Als Frau in einer Großstadt zu leben ist eine echte Katastrophe. Ich habe es damals selbst erlebt. Wenn man in einer belebten Ecke wohnt muss man nur das Haus verlassen, dann wird man angequatscht. Entweder auf eine nette Art und Weise, sodass man auch sagen kann, dass man kein Interesse hat, ohne großes Palaver. Und dann gibt es da halt noch diese andere, unangenehme Weise. Wenn jemand einen schon so anspricht, dass sich einem die Zehennägel kräuseln.

"Hey Hübsche, willste nicht mal was mit mir trinken gehen? Siehst geil aus."

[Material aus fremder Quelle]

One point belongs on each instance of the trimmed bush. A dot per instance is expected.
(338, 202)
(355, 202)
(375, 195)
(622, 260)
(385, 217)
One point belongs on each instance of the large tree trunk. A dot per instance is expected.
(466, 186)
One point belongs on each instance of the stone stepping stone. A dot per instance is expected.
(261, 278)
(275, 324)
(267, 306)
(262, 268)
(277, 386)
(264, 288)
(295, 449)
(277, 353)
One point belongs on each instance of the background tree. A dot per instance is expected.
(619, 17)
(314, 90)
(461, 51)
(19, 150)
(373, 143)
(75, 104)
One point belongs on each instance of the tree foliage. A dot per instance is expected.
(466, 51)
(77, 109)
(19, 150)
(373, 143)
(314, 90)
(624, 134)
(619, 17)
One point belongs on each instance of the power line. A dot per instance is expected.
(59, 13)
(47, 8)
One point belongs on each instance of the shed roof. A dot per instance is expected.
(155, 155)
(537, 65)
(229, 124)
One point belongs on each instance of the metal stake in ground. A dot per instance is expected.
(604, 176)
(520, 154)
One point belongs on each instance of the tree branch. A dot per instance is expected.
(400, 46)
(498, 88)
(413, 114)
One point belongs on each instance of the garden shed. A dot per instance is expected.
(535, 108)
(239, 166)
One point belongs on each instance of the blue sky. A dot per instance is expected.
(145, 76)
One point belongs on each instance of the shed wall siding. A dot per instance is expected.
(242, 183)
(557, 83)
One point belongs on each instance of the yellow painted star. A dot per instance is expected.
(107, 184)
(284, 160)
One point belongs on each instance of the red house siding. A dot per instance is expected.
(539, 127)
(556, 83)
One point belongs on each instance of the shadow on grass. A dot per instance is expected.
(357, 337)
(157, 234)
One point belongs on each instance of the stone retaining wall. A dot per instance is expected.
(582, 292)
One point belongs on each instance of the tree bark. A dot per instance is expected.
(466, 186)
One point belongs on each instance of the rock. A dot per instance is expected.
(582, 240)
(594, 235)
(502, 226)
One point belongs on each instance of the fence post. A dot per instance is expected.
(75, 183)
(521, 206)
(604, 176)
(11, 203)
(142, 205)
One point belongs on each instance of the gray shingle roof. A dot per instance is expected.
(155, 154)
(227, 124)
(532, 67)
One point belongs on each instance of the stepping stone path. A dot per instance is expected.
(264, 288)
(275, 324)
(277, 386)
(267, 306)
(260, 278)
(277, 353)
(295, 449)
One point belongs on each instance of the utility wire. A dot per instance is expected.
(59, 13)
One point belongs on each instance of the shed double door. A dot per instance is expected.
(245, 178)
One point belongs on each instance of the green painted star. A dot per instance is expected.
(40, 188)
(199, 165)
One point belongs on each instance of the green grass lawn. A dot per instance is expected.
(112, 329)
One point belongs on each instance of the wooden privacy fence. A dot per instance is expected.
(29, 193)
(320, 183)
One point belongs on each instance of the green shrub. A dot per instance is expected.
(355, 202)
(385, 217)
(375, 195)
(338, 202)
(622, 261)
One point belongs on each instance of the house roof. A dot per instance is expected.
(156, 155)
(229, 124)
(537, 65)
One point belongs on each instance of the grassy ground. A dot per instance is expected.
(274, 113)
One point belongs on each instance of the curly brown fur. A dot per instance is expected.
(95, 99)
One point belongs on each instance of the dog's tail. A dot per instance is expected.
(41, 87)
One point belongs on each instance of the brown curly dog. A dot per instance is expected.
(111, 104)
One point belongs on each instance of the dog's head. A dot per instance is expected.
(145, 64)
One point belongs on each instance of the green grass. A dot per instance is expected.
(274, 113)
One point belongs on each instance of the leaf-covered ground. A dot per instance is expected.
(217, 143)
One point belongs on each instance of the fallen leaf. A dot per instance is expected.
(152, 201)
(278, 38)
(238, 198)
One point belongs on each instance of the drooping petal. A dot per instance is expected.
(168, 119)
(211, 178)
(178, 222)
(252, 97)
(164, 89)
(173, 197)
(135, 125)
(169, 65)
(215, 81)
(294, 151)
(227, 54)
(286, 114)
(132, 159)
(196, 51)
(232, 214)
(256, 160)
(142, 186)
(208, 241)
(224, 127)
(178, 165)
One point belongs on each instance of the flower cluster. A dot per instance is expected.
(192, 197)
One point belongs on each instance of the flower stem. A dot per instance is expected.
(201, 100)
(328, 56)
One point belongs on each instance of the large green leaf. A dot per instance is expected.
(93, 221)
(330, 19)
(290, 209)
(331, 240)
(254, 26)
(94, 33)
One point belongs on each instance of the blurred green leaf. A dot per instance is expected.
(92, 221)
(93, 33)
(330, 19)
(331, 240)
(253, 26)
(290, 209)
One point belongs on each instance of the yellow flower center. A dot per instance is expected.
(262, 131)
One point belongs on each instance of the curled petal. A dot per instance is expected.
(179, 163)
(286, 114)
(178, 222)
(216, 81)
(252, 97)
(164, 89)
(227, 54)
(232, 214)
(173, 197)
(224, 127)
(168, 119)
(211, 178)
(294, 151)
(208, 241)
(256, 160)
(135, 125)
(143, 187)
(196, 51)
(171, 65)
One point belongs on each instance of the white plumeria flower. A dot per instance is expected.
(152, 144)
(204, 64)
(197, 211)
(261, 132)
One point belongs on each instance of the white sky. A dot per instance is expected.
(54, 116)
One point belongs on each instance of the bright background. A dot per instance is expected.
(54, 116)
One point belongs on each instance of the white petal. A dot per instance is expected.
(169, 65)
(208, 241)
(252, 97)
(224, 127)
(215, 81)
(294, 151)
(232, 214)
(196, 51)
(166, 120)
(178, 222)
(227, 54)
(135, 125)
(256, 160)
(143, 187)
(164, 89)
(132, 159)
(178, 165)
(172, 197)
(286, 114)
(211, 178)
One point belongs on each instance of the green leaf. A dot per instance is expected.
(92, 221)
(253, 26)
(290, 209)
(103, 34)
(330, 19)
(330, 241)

Da könnt ich kotzen. Am schlimmsten ist das, wenn es von jemandem kommt der 30 Jahre älter ist als man selbst und unfassbar ungepflegt. Ich frage mich ernsthaft ob das jemals funktioniert hat oder ob diejenigen einfach nicht verstehen wollen, dass keine 20-Jährige jemals auf diese ekligen Anmachen anspringen würde. Am besten Lachen sie danach noch und fangen deswegen dann an zu Husten von den 30 Zigaretten täglich.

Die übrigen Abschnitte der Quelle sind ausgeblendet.